Его собственные последние дни были не менее жутки. 1 марта жена записывает его сбивчивые, с мучительными паузами, слова: «Умереть, умереть... Но смерть все-таки страшна... Впрочем, я надеюсь, что... сегодня последний, нет предпоследний день...»
Надежда не оправдалась — это был не последний и даже не предпоследний день; мучаться оставалось больше недели. «У него появляются периоды помутнения рассудка, — писала матери в Ригу Ольга Сергеевна, — он вдруг начинает что-то говорить, странное».

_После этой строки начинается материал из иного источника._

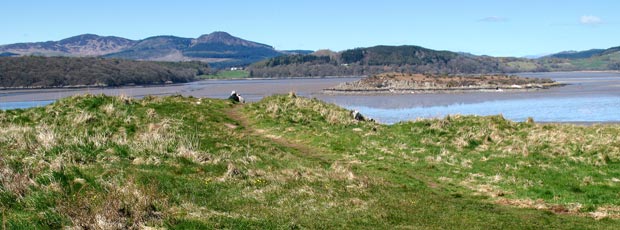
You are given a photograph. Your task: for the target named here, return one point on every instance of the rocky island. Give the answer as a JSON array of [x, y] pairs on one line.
[[430, 83]]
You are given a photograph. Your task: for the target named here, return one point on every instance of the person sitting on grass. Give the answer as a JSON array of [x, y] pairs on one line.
[[241, 99], [234, 96]]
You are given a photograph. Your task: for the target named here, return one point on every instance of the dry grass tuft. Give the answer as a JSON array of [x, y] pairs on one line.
[[123, 207]]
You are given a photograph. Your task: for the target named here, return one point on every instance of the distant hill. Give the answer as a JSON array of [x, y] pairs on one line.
[[576, 54], [81, 45], [416, 59], [220, 49], [594, 59], [44, 72], [8, 54], [381, 59]]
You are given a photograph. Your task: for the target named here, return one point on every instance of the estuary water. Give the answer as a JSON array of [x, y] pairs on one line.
[[590, 97]]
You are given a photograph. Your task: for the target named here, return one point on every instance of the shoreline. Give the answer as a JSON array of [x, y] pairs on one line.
[[498, 89]]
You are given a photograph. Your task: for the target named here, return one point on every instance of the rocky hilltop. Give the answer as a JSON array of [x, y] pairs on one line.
[[424, 83]]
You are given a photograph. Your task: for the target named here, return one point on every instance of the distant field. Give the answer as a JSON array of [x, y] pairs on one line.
[[227, 74]]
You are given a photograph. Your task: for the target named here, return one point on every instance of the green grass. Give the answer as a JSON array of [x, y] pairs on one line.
[[175, 162], [227, 74]]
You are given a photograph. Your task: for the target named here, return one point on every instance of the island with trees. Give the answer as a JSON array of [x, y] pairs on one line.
[[432, 83]]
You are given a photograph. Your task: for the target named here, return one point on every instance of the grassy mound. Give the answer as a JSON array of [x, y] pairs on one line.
[[289, 162]]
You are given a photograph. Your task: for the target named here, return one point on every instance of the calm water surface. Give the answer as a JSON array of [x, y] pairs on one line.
[[589, 97]]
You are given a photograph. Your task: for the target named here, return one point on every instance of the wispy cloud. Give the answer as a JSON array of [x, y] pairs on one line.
[[590, 20], [493, 19]]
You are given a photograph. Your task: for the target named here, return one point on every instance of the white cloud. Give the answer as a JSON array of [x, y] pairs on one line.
[[590, 20], [493, 19]]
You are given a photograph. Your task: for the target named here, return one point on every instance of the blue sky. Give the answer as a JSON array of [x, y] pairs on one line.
[[498, 27]]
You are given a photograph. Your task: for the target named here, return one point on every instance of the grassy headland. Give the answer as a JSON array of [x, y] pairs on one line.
[[290, 162]]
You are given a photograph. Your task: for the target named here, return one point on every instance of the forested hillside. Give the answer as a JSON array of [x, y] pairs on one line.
[[380, 59], [35, 72], [415, 59]]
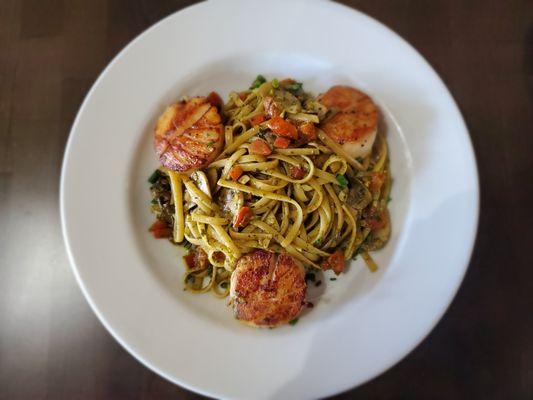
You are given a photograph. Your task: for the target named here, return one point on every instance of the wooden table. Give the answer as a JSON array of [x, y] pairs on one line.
[[51, 344]]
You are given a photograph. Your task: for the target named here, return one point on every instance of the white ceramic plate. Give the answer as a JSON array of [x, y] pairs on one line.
[[363, 323]]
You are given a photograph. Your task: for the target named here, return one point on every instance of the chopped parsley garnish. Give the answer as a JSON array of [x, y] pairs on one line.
[[342, 181], [294, 87], [154, 177], [259, 80]]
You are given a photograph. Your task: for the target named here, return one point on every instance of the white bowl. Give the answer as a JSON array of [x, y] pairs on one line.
[[363, 323]]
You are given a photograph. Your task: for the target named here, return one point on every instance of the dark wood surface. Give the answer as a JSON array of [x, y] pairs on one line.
[[51, 344]]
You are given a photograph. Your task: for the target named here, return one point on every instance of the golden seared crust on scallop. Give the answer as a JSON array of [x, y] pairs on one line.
[[189, 135], [267, 289], [355, 124]]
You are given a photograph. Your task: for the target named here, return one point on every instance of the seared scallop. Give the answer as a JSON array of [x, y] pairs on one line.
[[355, 124], [267, 289], [189, 135]]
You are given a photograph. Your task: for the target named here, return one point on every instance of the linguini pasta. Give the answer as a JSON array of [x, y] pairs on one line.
[[310, 199]]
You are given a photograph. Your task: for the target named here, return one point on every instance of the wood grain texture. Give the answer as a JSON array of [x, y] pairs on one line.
[[51, 344]]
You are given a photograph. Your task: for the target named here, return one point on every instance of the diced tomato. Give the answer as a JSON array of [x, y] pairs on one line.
[[215, 100], [308, 130], [189, 260], [235, 172], [260, 147], [378, 179], [243, 217], [196, 259], [282, 128], [282, 143], [160, 230], [296, 172], [335, 262], [257, 119], [272, 109]]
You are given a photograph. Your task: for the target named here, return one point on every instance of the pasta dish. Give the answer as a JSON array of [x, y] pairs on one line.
[[267, 187]]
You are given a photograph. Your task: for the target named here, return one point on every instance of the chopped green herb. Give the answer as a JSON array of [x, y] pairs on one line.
[[343, 182], [295, 87], [259, 80], [154, 177]]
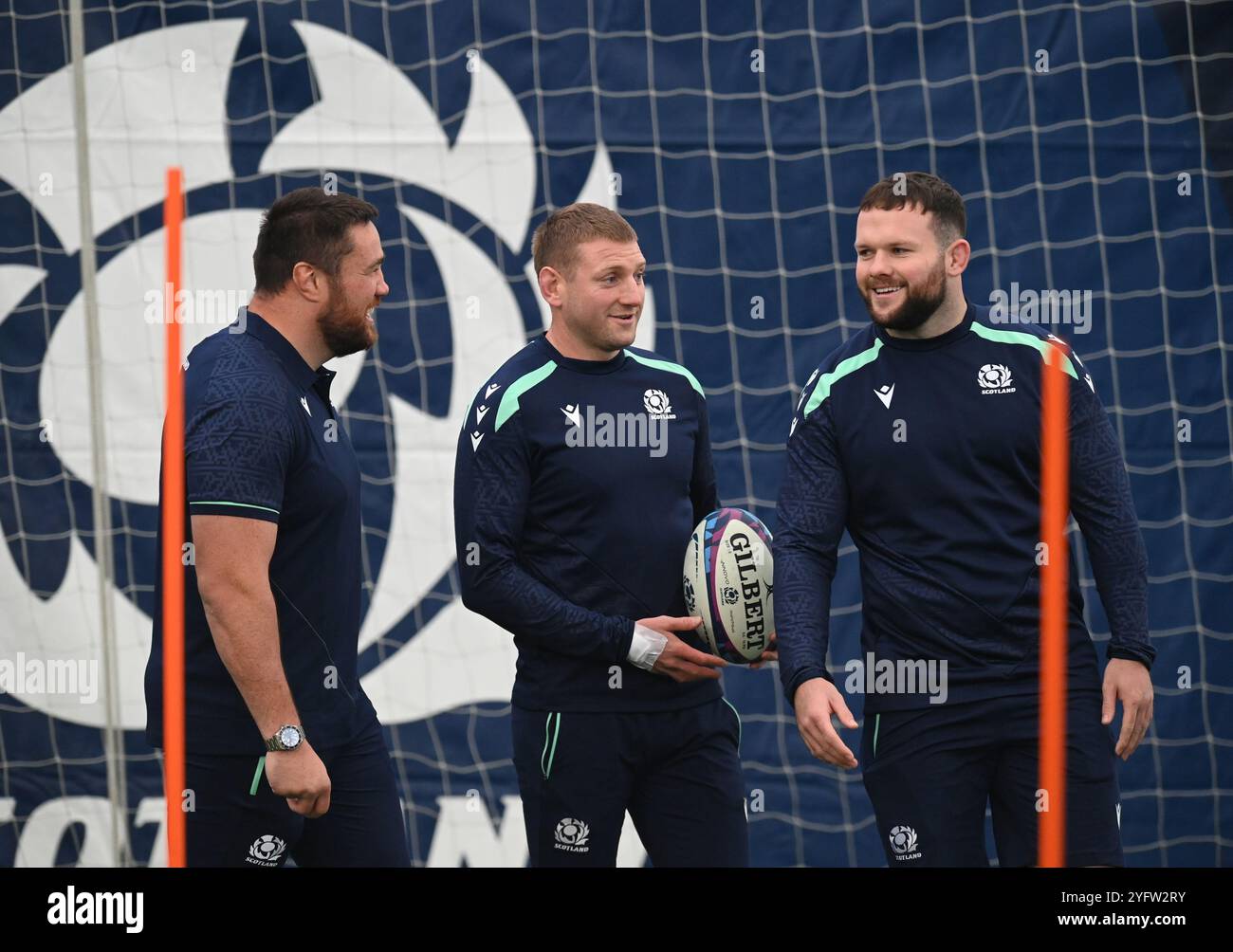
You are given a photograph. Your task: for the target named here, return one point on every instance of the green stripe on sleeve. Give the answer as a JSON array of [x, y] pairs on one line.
[[850, 365], [1026, 339], [508, 406], [227, 502]]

Лишь жена могла еще хоть с трудом, но понимать его. «Когда в конце болезни он уже потерял речь, — говорила она потом в одном из немногих своих интервью, — у него выходили иногда только концы или начала слов. Был случай, — рассказала она, — когда я сидела около него, как всегда, на подушке на полу, возле изголовья его кровати, он дал мне понять, что ему что-то нужно, что он чего-то хочет от меня. Я предлагала ему лекарство, питье — лимонный сок, но поняла ясно, что не в этом дело. Тогда я догадалась и спросила: «Твои вещи?» Он кивнул с таким видом, что и «да» и «нет». Я сказала «Мастер и Маргарита»? Он, страшно обрадованный, сделал знак головой, что «да, это».